Perceptual tasks in visualizations often involve comparisons. Of two sets of values depicted in two charts, which set had values that were the highest overall? Which had the widest range? Prior empirical work found that the performance on different visual comparison tasks (e.g., "biggest delta", "biggest correlation") varied widely across different combinations of marks and spatial arrangements. In this paper, we expand upon these combinations in an empirical evaluation of two new comparison tasks: the "biggest mean" and "biggest range" between two sets of values. We used a staircase procedure to titrate the difficulty of the data comparison to assess which arrangements produced the most precise comparisons for each task. We find visual comparisons of biggest mean and biggest range are supported by some chart arrangements more than others, and that this pattern is substantially different from the pattern for other tasks. To synthesize these dissonant findings, we argue that we must understand which features of a visualization are actually used by the human visual system to solve a given task. We call these perceptual proxies. For example, when comparing the means of two bar charts, the visual system might use a "Mean length" proxy that isolates the actual lengths of the bars and then constructs a true average across these lengths. Alternatively, it might use a "Hull Area" proxy that perceives an implied hull bounded by the bars of each chart and then compares the areas of these hulls. We propose a series of potential proxies across different tasks, marks, and spatial arrangements. Simple models of these proxies can be empirically evaluated for their explanatory power by matching their performance to human performance across these marks, arrangements, and tasks. We use this process to highlight candidates for perceptual proxies that might scale more broadly to explain performance in visual comparison.

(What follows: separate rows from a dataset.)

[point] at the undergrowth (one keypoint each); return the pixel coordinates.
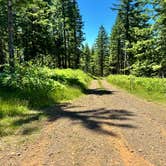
(29, 90)
(152, 89)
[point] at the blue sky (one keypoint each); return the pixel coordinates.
(96, 13)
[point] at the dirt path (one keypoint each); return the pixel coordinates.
(107, 127)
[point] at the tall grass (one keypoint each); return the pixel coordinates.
(29, 89)
(153, 89)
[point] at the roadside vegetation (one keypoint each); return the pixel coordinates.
(152, 89)
(24, 93)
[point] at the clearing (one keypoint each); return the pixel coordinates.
(106, 127)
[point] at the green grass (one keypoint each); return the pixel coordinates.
(27, 92)
(152, 89)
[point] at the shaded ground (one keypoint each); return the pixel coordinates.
(107, 127)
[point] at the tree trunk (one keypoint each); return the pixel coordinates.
(11, 35)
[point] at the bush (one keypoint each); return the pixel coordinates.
(32, 88)
(150, 88)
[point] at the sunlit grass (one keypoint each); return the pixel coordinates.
(24, 96)
(152, 89)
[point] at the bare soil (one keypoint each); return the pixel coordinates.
(106, 127)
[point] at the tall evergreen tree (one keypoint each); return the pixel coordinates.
(102, 48)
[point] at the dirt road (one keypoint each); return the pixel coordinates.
(106, 127)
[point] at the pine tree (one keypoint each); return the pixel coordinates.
(102, 48)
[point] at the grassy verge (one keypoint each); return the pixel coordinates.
(152, 89)
(27, 92)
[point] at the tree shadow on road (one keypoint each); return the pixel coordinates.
(93, 119)
(99, 92)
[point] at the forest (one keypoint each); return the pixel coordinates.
(50, 33)
(66, 101)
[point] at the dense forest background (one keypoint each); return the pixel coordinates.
(50, 33)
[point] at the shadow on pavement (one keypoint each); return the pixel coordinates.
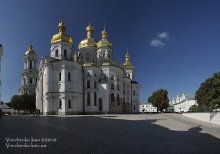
(101, 135)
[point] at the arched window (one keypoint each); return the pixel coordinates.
(88, 98)
(30, 64)
(31, 80)
(69, 76)
(88, 83)
(65, 53)
(56, 53)
(95, 98)
(60, 103)
(118, 99)
(69, 103)
(24, 81)
(95, 84)
(118, 87)
(112, 97)
(112, 86)
(60, 76)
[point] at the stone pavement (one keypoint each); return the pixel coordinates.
(128, 133)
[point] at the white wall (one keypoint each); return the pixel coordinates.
(208, 117)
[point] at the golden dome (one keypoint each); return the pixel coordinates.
(30, 52)
(60, 36)
(104, 41)
(128, 64)
(89, 41)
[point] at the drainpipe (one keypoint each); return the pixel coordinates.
(83, 89)
(131, 97)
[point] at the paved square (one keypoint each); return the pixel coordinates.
(141, 133)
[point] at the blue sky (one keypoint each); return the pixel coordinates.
(174, 44)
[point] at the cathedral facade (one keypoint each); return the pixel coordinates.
(87, 80)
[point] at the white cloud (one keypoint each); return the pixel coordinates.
(160, 40)
(157, 43)
(163, 35)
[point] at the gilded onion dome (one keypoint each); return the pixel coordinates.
(61, 36)
(30, 52)
(104, 41)
(128, 64)
(89, 41)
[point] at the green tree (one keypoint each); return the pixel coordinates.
(159, 99)
(24, 102)
(209, 92)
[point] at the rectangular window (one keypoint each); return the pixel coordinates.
(95, 98)
(60, 76)
(69, 76)
(69, 103)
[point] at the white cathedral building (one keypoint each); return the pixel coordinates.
(87, 80)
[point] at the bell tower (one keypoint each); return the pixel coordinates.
(30, 73)
(104, 51)
(61, 44)
(128, 66)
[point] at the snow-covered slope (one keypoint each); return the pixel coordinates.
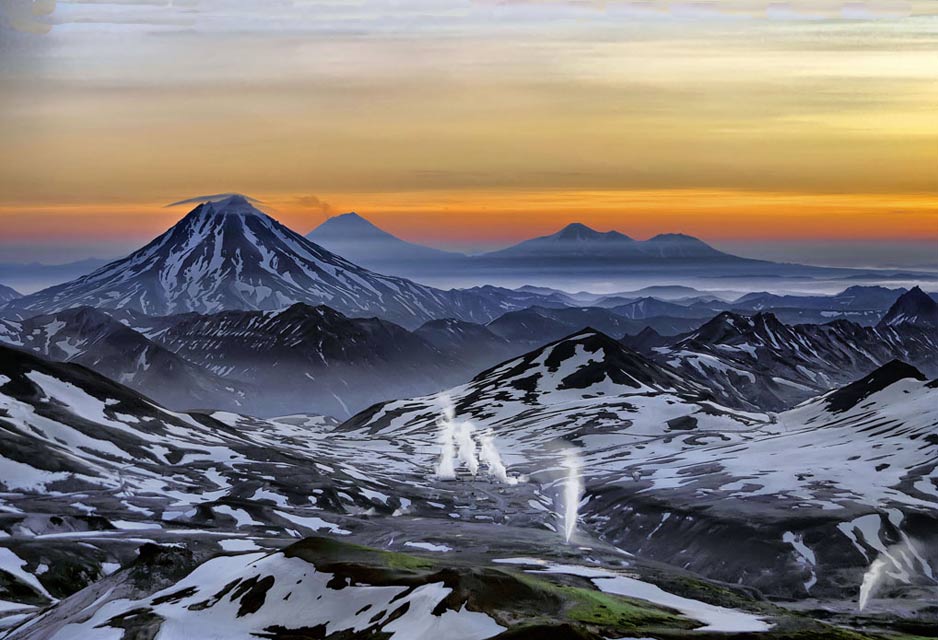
(94, 339)
(316, 359)
(758, 361)
(8, 293)
(671, 476)
(226, 255)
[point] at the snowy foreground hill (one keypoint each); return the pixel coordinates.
(578, 491)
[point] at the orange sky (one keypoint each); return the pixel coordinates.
(486, 219)
(472, 127)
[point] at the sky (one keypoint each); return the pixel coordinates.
(804, 131)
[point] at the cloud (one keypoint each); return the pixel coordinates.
(26, 16)
(317, 204)
(215, 197)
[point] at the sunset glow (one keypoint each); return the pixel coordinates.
(474, 126)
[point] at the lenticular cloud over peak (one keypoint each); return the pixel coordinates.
(216, 197)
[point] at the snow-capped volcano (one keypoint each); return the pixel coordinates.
(227, 254)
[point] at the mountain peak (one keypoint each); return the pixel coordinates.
(226, 254)
(591, 363)
(580, 231)
(913, 308)
(233, 204)
(887, 375)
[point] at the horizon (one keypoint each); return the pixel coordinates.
(918, 255)
(475, 127)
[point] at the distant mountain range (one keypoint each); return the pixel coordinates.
(8, 293)
(229, 255)
(34, 275)
(575, 249)
(576, 245)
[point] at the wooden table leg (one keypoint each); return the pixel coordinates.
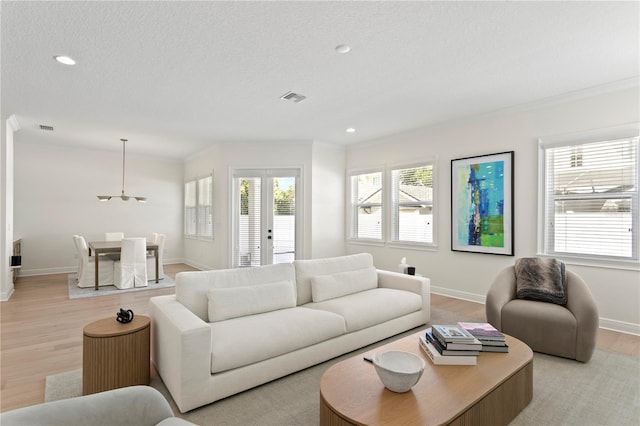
(97, 257)
(157, 266)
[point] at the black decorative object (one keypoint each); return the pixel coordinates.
(124, 317)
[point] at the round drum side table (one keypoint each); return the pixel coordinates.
(115, 355)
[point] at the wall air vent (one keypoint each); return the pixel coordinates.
(295, 97)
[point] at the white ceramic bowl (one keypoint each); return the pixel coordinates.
(398, 370)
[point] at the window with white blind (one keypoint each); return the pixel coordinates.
(198, 207)
(412, 204)
(590, 195)
(190, 208)
(366, 206)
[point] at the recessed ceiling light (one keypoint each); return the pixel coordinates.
(65, 60)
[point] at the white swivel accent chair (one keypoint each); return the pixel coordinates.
(113, 236)
(151, 259)
(131, 270)
(87, 266)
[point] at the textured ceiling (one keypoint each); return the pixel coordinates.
(174, 77)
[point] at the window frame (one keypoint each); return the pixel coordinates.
(352, 192)
(386, 204)
(545, 241)
(394, 204)
(201, 215)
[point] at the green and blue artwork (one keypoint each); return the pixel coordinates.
(480, 204)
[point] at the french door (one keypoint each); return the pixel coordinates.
(265, 216)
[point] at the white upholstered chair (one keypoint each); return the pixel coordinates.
(151, 258)
(131, 270)
(113, 236)
(87, 266)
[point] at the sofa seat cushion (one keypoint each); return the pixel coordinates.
(246, 340)
(371, 307)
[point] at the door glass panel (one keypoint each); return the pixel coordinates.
(284, 219)
(250, 224)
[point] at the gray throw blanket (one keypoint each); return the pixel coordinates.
(541, 279)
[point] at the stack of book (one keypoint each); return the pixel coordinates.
(492, 340)
(450, 345)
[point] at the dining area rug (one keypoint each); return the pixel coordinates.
(76, 292)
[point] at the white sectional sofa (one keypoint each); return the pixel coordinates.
(226, 331)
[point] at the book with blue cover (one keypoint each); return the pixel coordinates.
(452, 333)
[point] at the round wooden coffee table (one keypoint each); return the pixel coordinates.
(490, 393)
(115, 355)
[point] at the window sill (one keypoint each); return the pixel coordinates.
(627, 265)
(366, 242)
(394, 244)
(413, 246)
(196, 238)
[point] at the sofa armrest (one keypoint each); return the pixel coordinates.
(134, 405)
(502, 290)
(583, 306)
(181, 348)
(412, 283)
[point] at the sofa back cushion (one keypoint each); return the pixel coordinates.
(192, 288)
(330, 286)
(306, 270)
(232, 302)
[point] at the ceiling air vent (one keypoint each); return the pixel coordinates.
(295, 97)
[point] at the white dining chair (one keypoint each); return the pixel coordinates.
(131, 270)
(151, 259)
(87, 266)
(113, 236)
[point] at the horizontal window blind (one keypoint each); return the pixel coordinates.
(198, 207)
(412, 204)
(190, 208)
(366, 204)
(592, 199)
(205, 207)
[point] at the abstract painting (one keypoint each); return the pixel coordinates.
(482, 204)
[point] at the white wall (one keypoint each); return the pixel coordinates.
(55, 197)
(469, 275)
(327, 200)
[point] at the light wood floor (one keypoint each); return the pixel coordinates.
(41, 331)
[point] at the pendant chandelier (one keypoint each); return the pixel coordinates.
(122, 196)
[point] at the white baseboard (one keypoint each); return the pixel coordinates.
(605, 323)
(7, 295)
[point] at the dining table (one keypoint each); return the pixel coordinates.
(106, 247)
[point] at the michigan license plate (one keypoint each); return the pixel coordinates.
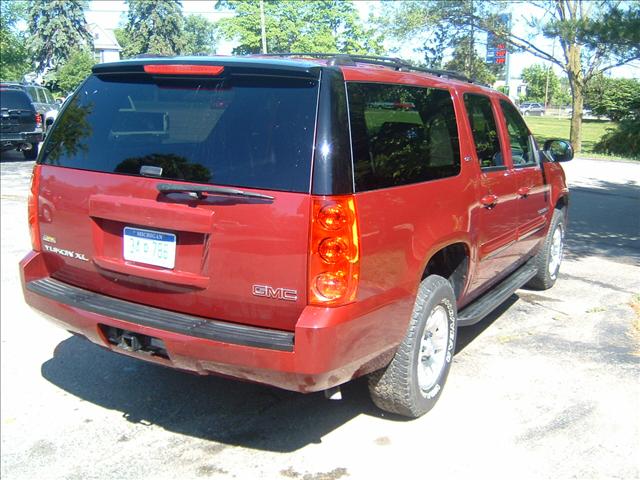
(149, 246)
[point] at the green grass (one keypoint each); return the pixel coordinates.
(544, 128)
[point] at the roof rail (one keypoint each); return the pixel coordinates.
(393, 62)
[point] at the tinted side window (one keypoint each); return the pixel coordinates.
(522, 152)
(15, 99)
(401, 135)
(485, 132)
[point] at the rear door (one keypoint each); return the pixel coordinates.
(238, 254)
(532, 190)
(497, 209)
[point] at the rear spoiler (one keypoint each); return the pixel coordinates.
(232, 66)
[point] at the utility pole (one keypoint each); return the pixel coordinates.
(471, 42)
(263, 27)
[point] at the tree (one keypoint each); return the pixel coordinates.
(624, 139)
(14, 60)
(154, 28)
(543, 85)
(75, 70)
(467, 61)
(122, 37)
(199, 35)
(313, 26)
(615, 98)
(58, 28)
(593, 36)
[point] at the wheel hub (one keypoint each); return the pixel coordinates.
(433, 348)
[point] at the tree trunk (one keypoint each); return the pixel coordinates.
(577, 83)
(577, 93)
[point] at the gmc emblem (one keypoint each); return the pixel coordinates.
(277, 293)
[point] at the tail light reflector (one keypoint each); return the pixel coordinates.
(334, 257)
(32, 209)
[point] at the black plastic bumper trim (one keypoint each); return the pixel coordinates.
(162, 319)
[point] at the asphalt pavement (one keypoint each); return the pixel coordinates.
(545, 387)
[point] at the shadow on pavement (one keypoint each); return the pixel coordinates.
(604, 221)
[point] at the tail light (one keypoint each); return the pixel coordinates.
(334, 258)
(32, 209)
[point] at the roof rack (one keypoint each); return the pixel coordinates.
(393, 62)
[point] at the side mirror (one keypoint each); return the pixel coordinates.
(558, 150)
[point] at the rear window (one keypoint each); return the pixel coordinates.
(240, 131)
(15, 99)
(401, 135)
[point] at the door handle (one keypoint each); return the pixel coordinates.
(489, 201)
(524, 191)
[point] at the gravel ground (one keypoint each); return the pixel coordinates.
(545, 387)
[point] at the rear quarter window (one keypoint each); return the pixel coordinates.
(241, 131)
(15, 99)
(401, 135)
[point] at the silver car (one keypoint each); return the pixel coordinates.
(531, 108)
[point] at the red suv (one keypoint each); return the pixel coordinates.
(298, 222)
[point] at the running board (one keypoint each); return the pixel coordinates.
(480, 308)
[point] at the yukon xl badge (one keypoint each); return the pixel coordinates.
(277, 293)
(65, 253)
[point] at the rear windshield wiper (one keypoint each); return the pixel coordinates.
(200, 191)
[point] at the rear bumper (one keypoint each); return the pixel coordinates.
(329, 346)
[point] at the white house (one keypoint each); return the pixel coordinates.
(105, 45)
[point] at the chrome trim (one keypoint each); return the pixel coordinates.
(500, 250)
(532, 232)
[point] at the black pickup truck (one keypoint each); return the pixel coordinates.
(20, 124)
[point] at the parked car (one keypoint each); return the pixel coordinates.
(273, 220)
(20, 124)
(530, 108)
(41, 98)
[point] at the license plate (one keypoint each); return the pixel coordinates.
(150, 247)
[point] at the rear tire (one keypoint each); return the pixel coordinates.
(549, 258)
(412, 383)
(31, 154)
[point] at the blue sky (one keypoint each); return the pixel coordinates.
(108, 13)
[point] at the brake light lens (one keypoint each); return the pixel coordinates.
(184, 69)
(32, 209)
(334, 258)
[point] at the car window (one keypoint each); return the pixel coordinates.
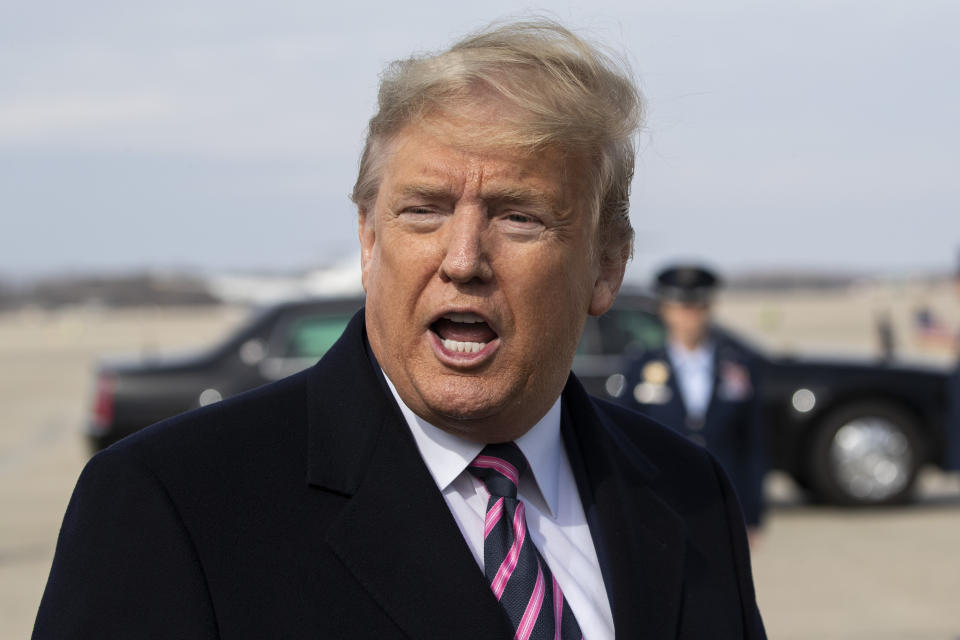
(630, 331)
(312, 336)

可视化中的感知任务通常涉及比较。在两个图表中描述的两组值中,哪一组的总体值最高?哪一组的范围最广?先前的实证研究发现,在不同的视觉比较任务(例如,“最大差值”、“最大相关性”)上的表现因标记和空间排列的不同组合而有很大差异。在本文中,我们通过对两个新的比较任务(两个数据集之间的“最大平均值”和“最大范围”)的实证评估来扩展这些组合。我们使用阶梯程序来调整数据比较的难度,以评估哪些排列方式为每个任务产生了最精确的比较。我们发现,对于最大平均值和最大范围的视觉比较,某些图表排列方式比其他排列方式更支持,而且这种模式与其他任务的模式有很大不同。为了综合这些不一致的发现,我们认为我们必须了解可视化中哪些特征实际上被人类视觉系统用于解决给定的任务。我们称之为感知代理。例如,在比较两个条形图的平均值时,视觉系统可能使用“均值长度”代理来隔离条形的实际长度,然后在这些长度上构建一个真实的平均值。或者,它可能使用“外壳面积”代理来感知由每个图表的条形边界的隐含外壳,然后比较这些外壳的面积。我们提出了一系列不同任务、标记和空间排列的潜在代理。通过将这些代理的性能与这些标记、排列和任务中的人类性能进行匹配,可以对这些代理的简单模型进行实证评估,以衡量其解释能力。我们使用这个过程来突出可能更广泛地解释视觉比较性能的感知代理的候选者。